I know it's been a couple years since the bug was closed, but I found it today when wishing for a similar thing (and wondering if anyone had taken up Knuth on his idea).

FWIW I think you are significantly overstating what it would take to do this. I think this is comparable in scope to the -malign-double flag, which likewise changes the ABI slightly, but doesn't require a new ABI document, a new GNU triple, or changes to binutils.

GCC already knows how to compile for x86-64, the only difference would be that it would only allocate 32 bits for pointers in structs, and it would load/store those pointers using DWORD PTR instead of QWORD PTR. Besides that, the ABI would remain unchanged (for example, there would be no impact on calling conventions).

It's true that you'd need to get the kernel to allocate the stack and vdso within 4GB, but since the kernel already does this for compatibility mode binaries (ie. 32-bit binaries run on a 64-bit OS), I can't imagine it would be too difficult to accomplish.

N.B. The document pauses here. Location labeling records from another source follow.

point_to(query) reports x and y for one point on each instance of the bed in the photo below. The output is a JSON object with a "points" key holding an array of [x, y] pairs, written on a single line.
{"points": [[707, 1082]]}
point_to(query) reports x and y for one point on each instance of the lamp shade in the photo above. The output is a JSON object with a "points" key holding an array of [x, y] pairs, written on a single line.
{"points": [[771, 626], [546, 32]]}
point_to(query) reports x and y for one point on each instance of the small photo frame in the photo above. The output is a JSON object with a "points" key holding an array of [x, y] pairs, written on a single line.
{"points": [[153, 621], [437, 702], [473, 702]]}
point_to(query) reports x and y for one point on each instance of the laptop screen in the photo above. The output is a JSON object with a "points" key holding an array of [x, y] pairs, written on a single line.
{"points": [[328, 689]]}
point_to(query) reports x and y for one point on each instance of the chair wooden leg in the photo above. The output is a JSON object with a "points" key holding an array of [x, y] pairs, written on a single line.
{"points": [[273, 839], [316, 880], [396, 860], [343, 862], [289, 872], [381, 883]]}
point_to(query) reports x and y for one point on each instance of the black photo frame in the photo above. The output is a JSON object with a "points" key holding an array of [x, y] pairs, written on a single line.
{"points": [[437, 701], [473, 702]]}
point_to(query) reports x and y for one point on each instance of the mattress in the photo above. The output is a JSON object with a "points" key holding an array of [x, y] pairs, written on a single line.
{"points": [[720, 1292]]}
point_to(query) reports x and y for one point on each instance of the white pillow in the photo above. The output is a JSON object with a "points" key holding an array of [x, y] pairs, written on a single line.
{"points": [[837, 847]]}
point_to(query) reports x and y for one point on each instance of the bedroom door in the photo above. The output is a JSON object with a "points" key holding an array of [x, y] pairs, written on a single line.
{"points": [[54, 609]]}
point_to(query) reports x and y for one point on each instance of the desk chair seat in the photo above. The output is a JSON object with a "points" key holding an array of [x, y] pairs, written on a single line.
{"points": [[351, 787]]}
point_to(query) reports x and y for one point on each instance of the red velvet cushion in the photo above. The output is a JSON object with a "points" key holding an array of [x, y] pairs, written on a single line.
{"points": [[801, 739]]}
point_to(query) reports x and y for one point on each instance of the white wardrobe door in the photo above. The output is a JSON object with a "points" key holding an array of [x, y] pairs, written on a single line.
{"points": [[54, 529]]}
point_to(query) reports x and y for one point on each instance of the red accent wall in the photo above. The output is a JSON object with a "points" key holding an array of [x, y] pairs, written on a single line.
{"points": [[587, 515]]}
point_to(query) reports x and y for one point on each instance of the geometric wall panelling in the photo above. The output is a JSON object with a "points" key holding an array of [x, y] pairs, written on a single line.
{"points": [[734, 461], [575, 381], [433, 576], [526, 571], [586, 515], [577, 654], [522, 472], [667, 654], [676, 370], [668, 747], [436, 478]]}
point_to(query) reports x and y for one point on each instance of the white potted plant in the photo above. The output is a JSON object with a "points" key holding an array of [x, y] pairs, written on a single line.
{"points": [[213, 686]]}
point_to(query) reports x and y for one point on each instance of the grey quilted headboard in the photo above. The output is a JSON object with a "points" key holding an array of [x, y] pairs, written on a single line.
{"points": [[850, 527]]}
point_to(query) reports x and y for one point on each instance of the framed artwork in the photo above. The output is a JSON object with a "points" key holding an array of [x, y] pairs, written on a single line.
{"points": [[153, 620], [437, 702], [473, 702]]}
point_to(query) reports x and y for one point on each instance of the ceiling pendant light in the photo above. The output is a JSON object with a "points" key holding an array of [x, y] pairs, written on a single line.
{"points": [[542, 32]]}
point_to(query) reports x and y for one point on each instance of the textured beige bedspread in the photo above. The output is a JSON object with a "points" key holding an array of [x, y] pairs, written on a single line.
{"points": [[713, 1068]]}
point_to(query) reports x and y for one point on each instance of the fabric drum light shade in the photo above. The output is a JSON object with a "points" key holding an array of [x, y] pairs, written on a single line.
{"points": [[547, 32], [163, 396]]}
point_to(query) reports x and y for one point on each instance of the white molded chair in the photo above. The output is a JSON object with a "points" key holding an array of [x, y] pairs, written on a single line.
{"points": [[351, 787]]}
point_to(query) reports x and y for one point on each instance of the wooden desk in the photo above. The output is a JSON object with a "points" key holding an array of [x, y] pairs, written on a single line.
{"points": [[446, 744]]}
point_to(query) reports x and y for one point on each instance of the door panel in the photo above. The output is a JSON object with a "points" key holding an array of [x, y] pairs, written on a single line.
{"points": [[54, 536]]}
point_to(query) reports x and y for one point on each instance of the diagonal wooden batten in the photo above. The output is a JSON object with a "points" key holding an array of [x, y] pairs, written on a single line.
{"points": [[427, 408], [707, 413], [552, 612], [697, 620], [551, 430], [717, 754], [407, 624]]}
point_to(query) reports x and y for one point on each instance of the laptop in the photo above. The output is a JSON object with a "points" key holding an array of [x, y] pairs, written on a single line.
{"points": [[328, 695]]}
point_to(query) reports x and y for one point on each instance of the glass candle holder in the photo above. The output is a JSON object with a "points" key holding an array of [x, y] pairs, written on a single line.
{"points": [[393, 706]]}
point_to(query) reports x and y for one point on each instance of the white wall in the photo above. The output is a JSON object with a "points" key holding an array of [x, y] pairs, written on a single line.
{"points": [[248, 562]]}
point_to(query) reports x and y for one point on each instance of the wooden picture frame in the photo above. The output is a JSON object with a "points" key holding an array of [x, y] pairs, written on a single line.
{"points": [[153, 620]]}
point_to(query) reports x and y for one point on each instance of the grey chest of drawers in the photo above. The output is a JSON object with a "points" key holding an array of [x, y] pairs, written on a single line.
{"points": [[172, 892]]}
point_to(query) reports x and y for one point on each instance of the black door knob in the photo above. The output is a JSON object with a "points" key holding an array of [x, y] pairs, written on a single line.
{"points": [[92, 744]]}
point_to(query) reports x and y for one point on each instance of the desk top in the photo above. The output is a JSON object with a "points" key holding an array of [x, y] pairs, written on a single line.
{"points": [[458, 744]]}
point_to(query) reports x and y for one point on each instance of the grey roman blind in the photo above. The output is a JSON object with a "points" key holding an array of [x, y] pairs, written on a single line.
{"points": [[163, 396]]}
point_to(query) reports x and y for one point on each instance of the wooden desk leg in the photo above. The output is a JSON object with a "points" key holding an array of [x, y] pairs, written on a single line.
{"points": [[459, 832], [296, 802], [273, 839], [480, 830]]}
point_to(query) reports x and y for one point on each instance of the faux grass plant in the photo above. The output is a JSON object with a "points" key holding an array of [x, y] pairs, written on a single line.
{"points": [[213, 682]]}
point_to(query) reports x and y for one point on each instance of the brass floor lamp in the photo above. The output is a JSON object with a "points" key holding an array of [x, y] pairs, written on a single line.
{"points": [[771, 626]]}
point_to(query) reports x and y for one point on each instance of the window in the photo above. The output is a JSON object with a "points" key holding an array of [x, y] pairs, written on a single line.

The only big problem I can see is compatibility with kernel/glibc structures that have pointers in them, like "struct iovec"

           struct iovec {
               void *iov_base; /* Starting address */
               size_t iov_len; /* Number of bytes to transfer */
           };

To use structures like this you'd need to compile a separate glibc that uses 32-bit pointers. I'm not sure how -malign-double gets around this problem; maybe there just aren't any glibc/OS structs that have doubles in them. But I don't think too many of the structs that are exchanged between user code and glibc/kernel have pointers in them, so perhaps this problem wouldn't be too wide-spread.

Anyway, I'm not commenting on whether Ubuntu is the right place to make this feature request, I'm just commenting on the feasibility of doing this. I think it's a lot easier than you're making it sound.